Hair color is an important part of one’s identity. However, hair dye allergic contact dermatitis remains a problem for many; its prevalence among patients is reported as 4.3% in Asia, 4% in Europe and 6.2% in North America. P-Phenylenediamine (PPD) is a common ingredient and sensitizer in oxidative hair dye products that can lead to contact allergy dermatitis. While this is thought to be the most common sensitizer, there are more than 100 permitted chemicals in hair dye, and many have been identified as possible sensitizers. As a result, it is difficult prior to patch testing to determine which ingredient is causing the reaction.
Here, the authors describe the typical presentation and symptoms resulting from hair dye allergic contact dermatitis. Common chemical sensitizers in hair dye and the utility of patch testing are detailed, and interventions and prevention principles for those who wish to continue dyeing their hair are outlined—with clear implications for those formulating these product types.
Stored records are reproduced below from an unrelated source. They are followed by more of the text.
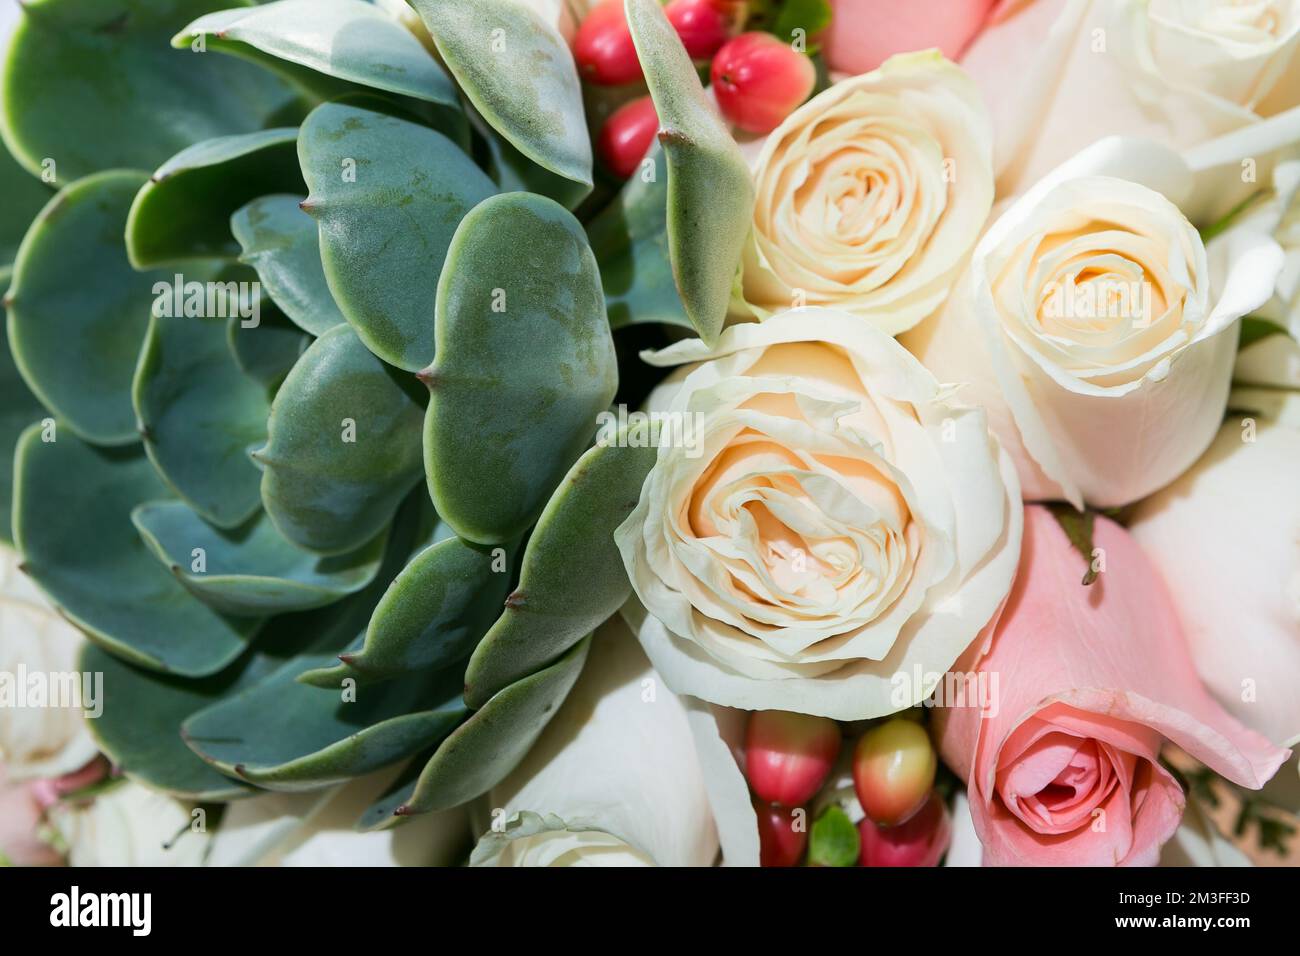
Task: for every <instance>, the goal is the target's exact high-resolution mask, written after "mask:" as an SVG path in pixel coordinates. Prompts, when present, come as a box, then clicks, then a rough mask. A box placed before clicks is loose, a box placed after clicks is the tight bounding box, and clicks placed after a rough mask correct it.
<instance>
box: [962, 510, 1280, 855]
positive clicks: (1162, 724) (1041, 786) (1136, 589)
mask: <svg viewBox="0 0 1300 956" xmlns="http://www.w3.org/2000/svg"><path fill="white" fill-rule="evenodd" d="M1093 545H1095V546H1096V548H1100V549H1102V551H1104V555H1105V570H1104V571H1102V574H1101V575H1100V576H1099V578H1097V581H1096V583H1095V584H1093V585H1091V587H1083V585H1082V584H1080V578H1082V574H1083V571H1084V563H1083V558H1082V557H1080V555H1079V553H1078V551H1076V550H1074V548H1073V546H1071V544H1070V541H1069V540H1067V538H1066V536H1065V532H1063V531H1062V529H1061V527H1060V525H1058V523H1057V520H1056V519H1054V518H1053V516H1052V514H1050V512H1049V511H1048V510H1047V509H1043V507H1037V506H1030V507H1027V509H1026V511H1024V538H1023V545H1022V554H1021V572H1019V576H1018V579H1017V581H1015V587H1014V588H1013V591H1011V594H1010V596H1009V598H1008V602H1006V606H1005V607H1004V611H1002V615H1001V618H1000V619H998V620H997V622H996V624H995V626H991V628H989V630H987V631H985V633H984V636H983V639H982V640H979V641H976V643H975V644H974V645H972V646H971V649H970V650H969V652H967V653H966V656H965V657H963V658H962V659H961V661H959V662H958V665H957V667H958V669H965V670H971V669H976V670H979V671H982V672H985V674H988V676H989V680H988V684H987V685H988V687H989V688H996V697H995V698H993V701H992V706H985V710H984V711H982V710H980V709H979V708H978V706H967V708H959V706H950V708H944V709H941V710H940V711H939V715H940V718H939V727H940V748H941V750H943V754H944V758H945V760H946V761H948V762H949V765H950V766H952V767H953V769H954V770H956V771H957V773H959V774H961V775H962V777H963V778H965V779H966V780H967V786H969V793H970V805H971V816H972V818H974V822H975V830H976V832H978V834H979V838H980V840H982V843H983V844H984V862H985V864H987V865H995V866H997V865H1002V866H1005V865H1054V866H1110V865H1125V866H1149V865H1154V864H1156V862H1157V858H1158V855H1160V847H1161V844H1162V843H1164V842H1165V840H1167V839H1169V838H1170V836H1171V835H1173V834H1174V831H1175V830H1177V829H1178V823H1179V819H1180V818H1182V813H1183V806H1184V797H1183V792H1182V790H1180V787H1179V786H1178V783H1177V782H1175V780H1174V778H1173V777H1171V775H1170V774H1169V773H1167V771H1166V770H1165V769H1164V767H1162V766H1161V765H1160V750H1161V745H1162V743H1164V741H1166V740H1167V741H1171V743H1174V744H1177V745H1178V747H1180V748H1183V749H1184V750H1187V752H1188V753H1191V754H1192V756H1193V757H1196V758H1197V760H1200V761H1201V762H1204V763H1205V765H1206V766H1209V767H1210V769H1213V770H1214V771H1216V773H1218V774H1221V775H1223V777H1226V778H1227V779H1230V780H1232V782H1234V783H1238V784H1240V786H1243V787H1249V788H1252V790H1257V788H1260V787H1262V786H1264V783H1265V782H1266V780H1268V779H1269V778H1270V777H1273V774H1274V773H1275V771H1277V769H1278V767H1279V766H1281V765H1282V762H1283V761H1284V760H1286V758H1287V756H1288V752H1287V750H1284V749H1281V748H1278V747H1274V745H1273V744H1270V743H1269V741H1268V740H1266V739H1265V737H1264V736H1261V735H1260V734H1256V732H1255V731H1251V730H1248V728H1245V727H1243V726H1242V724H1240V723H1238V721H1236V719H1235V718H1232V717H1230V715H1229V714H1227V713H1226V711H1225V710H1223V709H1222V708H1221V706H1219V705H1218V704H1216V702H1214V701H1213V700H1212V698H1210V696H1209V693H1208V692H1206V691H1205V688H1204V687H1203V685H1201V682H1200V679H1199V678H1197V676H1196V671H1195V670H1193V667H1192V662H1191V658H1190V656H1188V650H1187V646H1186V644H1184V641H1183V636H1182V631H1180V627H1179V623H1178V618H1177V614H1175V610H1174V607H1173V604H1171V602H1170V598H1169V596H1167V593H1166V592H1165V588H1164V584H1162V583H1161V580H1160V578H1158V575H1157V574H1156V572H1154V570H1153V567H1152V564H1151V563H1149V562H1148V559H1147V557H1145V555H1144V554H1143V553H1141V550H1140V549H1139V548H1138V545H1136V542H1135V541H1134V538H1132V537H1131V536H1130V535H1128V532H1126V531H1125V529H1123V528H1121V527H1119V525H1118V524H1114V523H1113V522H1110V520H1106V519H1104V518H1100V516H1099V518H1097V524H1096V529H1095V535H1093ZM993 675H996V678H997V680H996V683H993V680H992V678H993ZM982 713H987V715H983V717H982Z"/></svg>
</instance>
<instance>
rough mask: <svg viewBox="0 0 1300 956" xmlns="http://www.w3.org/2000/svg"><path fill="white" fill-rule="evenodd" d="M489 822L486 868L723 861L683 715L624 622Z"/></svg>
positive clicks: (499, 804)
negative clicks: (500, 867)
mask: <svg viewBox="0 0 1300 956" xmlns="http://www.w3.org/2000/svg"><path fill="white" fill-rule="evenodd" d="M480 816H481V817H482V822H481V826H480V827H478V829H480V831H481V832H482V838H481V839H480V842H478V845H477V848H476V849H474V852H473V855H472V857H471V864H472V865H476V866H653V865H662V866H708V865H711V864H712V862H714V860H715V857H716V856H718V832H716V830H715V829H714V821H712V816H711V813H710V808H708V797H707V793H706V790H705V783H703V778H702V775H701V770H699V763H698V761H697V757H695V748H694V740H693V737H692V732H690V727H689V724H688V723H686V713H685V708H684V706H682V702H681V701H680V700H677V697H676V696H673V695H672V693H671V692H669V691H668V688H666V687H663V685H662V683H660V680H659V678H658V675H656V674H655V672H654V670H651V667H650V663H649V662H647V661H646V657H645V654H643V653H642V650H641V648H640V646H638V645H637V641H636V639H634V637H633V636H632V635H630V633H629V632H628V628H627V626H624V624H623V622H621V620H619V619H617V618H614V619H612V620H610V622H607V623H606V624H603V626H602V627H601V628H599V630H598V631H597V633H595V637H594V639H593V645H591V650H590V654H589V657H588V661H586V666H585V667H584V670H582V676H581V678H578V682H577V684H576V685H575V688H573V691H572V692H571V693H569V696H568V698H567V700H565V701H564V705H563V706H562V708H560V710H559V713H558V714H556V715H555V718H554V719H552V721H551V722H550V723H549V724H547V726H546V731H545V732H543V734H542V736H541V739H539V740H538V741H537V744H536V745H534V747H533V749H532V750H530V752H529V754H528V757H526V758H525V760H524V762H523V763H520V765H519V767H516V769H515V770H513V771H512V773H511V774H510V777H507V778H506V779H504V780H503V782H502V783H500V784H498V786H497V787H494V788H493V790H491V791H490V792H489V793H487V795H486V796H485V797H484V800H482V801H481V814H480Z"/></svg>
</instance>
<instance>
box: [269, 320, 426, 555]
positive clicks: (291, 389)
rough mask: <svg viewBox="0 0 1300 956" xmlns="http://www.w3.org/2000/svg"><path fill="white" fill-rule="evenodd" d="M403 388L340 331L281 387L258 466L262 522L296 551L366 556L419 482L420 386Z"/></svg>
mask: <svg viewBox="0 0 1300 956" xmlns="http://www.w3.org/2000/svg"><path fill="white" fill-rule="evenodd" d="M400 378H402V377H400V376H399V373H396V372H395V371H394V369H391V368H389V367H387V365H385V364H383V363H382V362H380V360H378V359H377V358H374V355H372V354H370V352H369V351H368V350H367V349H365V346H363V345H361V342H360V339H359V338H357V337H356V336H355V334H352V330H351V328H348V326H346V325H339V326H337V328H334V329H330V330H329V332H326V333H325V334H324V336H321V337H320V338H317V339H316V342H313V343H312V346H311V347H309V349H308V350H307V351H305V352H303V356H302V358H300V359H299V360H298V364H296V365H294V371H291V372H290V373H289V377H287V378H285V382H283V385H281V386H279V392H278V393H277V394H276V401H274V402H273V403H272V406H270V419H269V421H268V423H266V429H268V433H269V437H268V441H266V446H265V447H264V449H261V450H260V451H256V453H253V458H255V459H256V460H257V462H259V463H260V464H261V466H263V468H264V472H263V477H261V499H263V505H264V506H265V509H266V514H269V515H270V518H272V520H273V522H274V523H276V527H277V528H278V529H279V532H281V533H282V535H283V536H285V537H286V538H289V540H290V541H292V542H294V544H296V545H298V546H300V548H305V549H308V550H312V551H320V553H324V554H339V553H342V551H350V550H354V549H355V548H359V546H361V545H363V544H365V542H367V541H369V540H370V538H372V537H374V536H376V535H377V533H378V532H380V529H381V528H383V527H385V525H386V524H387V523H389V520H390V519H391V518H393V512H394V511H395V510H396V507H398V505H399V503H400V501H402V498H403V496H406V493H407V492H408V490H411V488H412V485H415V483H416V481H417V480H419V477H420V470H421V457H422V451H421V446H420V429H421V419H422V410H421V407H420V403H419V402H417V395H413V394H412V393H413V389H411V388H409V386H411V385H413V384H415V380H413V378H411V380H409V382H406V381H402V380H400ZM348 438H352V440H351V441H348Z"/></svg>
The time course for developing dermatitis varies from hours to days following the dye exposure. Dermatitis symptoms commonly include itching, burning and a rash localizing to the face or scalp margins. It is important to note that the exposed scalp often fails to demonstrate visible inflammation. The presentation and dermatitis severity ranges from redness, subtle swelling and irritation of the eyes to intense swelling of the face with exudation of the scalp.